MILK. I am the happy owner of a can of Dutch milk powder, acquired during my latest shopping foray across the border into Togo, a neighboring country whose economy – at the time of this writing — is supported by France and therefore has everything known to mankind sitting on the grocery shelves. I reconstitute the precious powder with tap water that has been boiled for fifteen minutes to exterminate life forms you don’t want to set up house in your body.

This cake is starting to look like a real possibility. Next is:

BUTTER OR MARGARINE. Unfortunately, I have neither.

Expat Cooking: Extreme Baking
Women pouring newly presssed coconut oil. Photo © Traveling Diva (Thank you Diva!)

But despair not.

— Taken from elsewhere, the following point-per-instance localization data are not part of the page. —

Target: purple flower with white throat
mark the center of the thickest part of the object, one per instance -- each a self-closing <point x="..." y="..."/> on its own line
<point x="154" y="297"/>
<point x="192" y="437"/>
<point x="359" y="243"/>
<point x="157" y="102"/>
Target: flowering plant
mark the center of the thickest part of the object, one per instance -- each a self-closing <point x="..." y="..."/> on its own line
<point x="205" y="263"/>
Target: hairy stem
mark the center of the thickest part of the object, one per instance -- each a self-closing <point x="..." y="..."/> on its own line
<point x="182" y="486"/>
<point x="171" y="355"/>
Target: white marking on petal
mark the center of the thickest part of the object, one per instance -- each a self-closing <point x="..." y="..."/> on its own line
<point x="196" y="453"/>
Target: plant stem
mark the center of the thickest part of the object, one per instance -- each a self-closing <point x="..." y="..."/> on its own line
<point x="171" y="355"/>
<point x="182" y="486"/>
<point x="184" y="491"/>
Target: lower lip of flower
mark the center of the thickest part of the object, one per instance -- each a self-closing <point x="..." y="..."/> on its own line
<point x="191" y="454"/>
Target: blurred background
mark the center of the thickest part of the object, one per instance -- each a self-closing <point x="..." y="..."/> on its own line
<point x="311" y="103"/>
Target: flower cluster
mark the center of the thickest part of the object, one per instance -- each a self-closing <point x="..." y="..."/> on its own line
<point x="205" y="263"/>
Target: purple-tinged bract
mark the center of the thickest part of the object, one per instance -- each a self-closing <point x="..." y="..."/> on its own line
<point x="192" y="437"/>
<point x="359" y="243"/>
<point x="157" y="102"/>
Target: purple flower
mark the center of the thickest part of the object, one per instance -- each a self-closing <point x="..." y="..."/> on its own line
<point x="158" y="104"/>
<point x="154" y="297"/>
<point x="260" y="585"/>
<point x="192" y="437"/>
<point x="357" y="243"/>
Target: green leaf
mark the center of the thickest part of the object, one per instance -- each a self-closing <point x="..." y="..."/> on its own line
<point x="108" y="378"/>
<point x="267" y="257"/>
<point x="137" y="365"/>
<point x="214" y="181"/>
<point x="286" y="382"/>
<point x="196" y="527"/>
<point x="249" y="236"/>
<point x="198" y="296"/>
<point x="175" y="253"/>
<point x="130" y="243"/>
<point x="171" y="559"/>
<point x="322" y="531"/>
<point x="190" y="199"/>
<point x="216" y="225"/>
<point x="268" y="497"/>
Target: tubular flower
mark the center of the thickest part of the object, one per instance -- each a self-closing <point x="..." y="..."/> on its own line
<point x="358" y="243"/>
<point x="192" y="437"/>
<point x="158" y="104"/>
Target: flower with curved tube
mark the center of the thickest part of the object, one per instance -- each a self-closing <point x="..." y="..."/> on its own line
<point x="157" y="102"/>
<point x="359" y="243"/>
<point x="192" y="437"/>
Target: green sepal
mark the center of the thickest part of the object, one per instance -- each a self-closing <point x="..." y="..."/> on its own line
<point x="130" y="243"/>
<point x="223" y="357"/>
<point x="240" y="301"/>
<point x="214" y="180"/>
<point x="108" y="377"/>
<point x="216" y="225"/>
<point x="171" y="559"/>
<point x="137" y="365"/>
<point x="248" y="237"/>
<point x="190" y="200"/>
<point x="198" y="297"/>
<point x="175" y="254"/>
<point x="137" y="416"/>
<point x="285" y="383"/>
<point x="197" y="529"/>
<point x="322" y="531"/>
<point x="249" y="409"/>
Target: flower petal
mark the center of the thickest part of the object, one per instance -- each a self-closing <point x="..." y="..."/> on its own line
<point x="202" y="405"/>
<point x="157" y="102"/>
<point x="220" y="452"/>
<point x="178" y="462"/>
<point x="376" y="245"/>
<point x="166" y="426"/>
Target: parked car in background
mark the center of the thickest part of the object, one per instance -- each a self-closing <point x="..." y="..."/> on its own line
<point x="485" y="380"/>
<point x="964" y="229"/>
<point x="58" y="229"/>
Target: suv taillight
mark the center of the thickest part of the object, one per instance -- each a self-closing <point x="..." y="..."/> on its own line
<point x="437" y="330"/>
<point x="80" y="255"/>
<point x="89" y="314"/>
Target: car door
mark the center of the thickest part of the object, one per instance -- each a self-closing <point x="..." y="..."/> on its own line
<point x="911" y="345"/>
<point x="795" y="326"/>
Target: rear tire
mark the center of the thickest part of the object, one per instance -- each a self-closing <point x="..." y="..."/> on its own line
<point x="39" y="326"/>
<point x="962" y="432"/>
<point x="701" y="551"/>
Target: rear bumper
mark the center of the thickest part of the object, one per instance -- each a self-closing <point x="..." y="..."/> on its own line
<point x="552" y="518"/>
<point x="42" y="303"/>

I do have a beer bottle containing unrefined coconut oil that my thoughtful husband was able to purchase for me from a roadside oil press last week. It’s the equivalent of receiving a dozen long-stemmed roses, and if you think something is wrong with me in the romance department, all I can say is, go suck an egg.

Unrefined coconut oil gives a slightly sweet, coconutty flavor to your scrambled eggs, fried fish and everything else you cook using it, but for a cake this is not a calamity.

SOMETHING FRUITY FOR THE TOPPING. The mango tree in my backyard yields several ripe fruits not yet pilfered by the neighborhood boys.

I’ve got it! I can do it! I can bake a cake! That is, if the electricity holds out long enough for me to use my mixer. Fortunately the stove and therefore the oven run on bottled gas, and the tank was recently replaced (also not easy).

I am grateful for all my blessings, including cake.

Expat Cooking: Extreme Baking
So, I get started, only to discover that the flour, which has been sitting around for a while, has become colonized by weevils, the signs of which are cobwebby strands in the flour and tiny little wormy things wiggling around convulsively. Some adult bugs are holding court as well. Excellent protein, I’ve been told, but I hope you’ll forgive me for employing my strainer and sifting the creatures out.

Next I mix boiled water and milk powder and add the salt so this can dissolve and not end up like crunchy nuggets in the final cake. I tell you, you have to think of everything. Now I pulverize the sugar cubes, enough to measure one cup of loose sugar, and after grating the lemon zest I’m ready to assemble the cake batter.

And I do. And I bake it. And put sliced mango on top. And voilà, the best cake in the world!